Aside from noise floor, oscilloscope accuracy is also affected by its inherent jitter. As UIS continue to get smaller, oscilloscope jitter plays a significant influence on jitter measurements. Oscilloscope users should not just accept the listed jitter specification of an oscilloscope, since its intrinsic jitter measurement floor translates into random jitter. Some vendors will only indicate the absolute lowest jitter number (sample clock jitter), which does not accurately reflect the results of actual testing.
Depending on the level of sophistication required, measuring the oscilloscope’s jitter measurement floor is quite a simple task. Using a high accuracy sine wave source, the sine wave can be measured via the oscilloscope. The oscilloscope’s time interval error measurement should be turned on, once the sine wave is displayed.
Finally, another important element to measure accuracy of the oscilloscope is bandwidth. To measure an edge accurately, the oscilloscope must have sufficient bandwidth to deliver the edge’s truthful representation. A slower representation of the edge will generate higher jitter than what actually exist.
According to the book of Dr. Howard Johnson entitled High-speed Digital Design — A Handbook of Black Magic, a key frequency element is referred to as the “knee” frequency (fknee). He stated that all fast edges feature an unlimited spectrum of frequency components, and that there is a “knee” or inflection in the fast edge’s frequency spectrum where frequency components, which are higher than fknee, are trivial in determining the signal’s shape.
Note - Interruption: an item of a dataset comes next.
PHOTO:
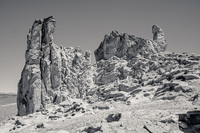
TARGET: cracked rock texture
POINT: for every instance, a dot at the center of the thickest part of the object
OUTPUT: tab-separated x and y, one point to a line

Once the fknee’s value is determined, it is paramount to understand the oscilloscope’s frequency response. Once an oscilloscope delivers a brickwall response or a response that rolls off very quickly, then the oscilloscope can represent faster edges accurately with limited bandwidth. However, if the oscilloscope provides a Gaussian response, then it will need more bandwidth to accurately represent faster edges.
Overall, noise floor, measurement jitter floor and bandwidth are three of the most important components of the oscilloscope that can affect margins.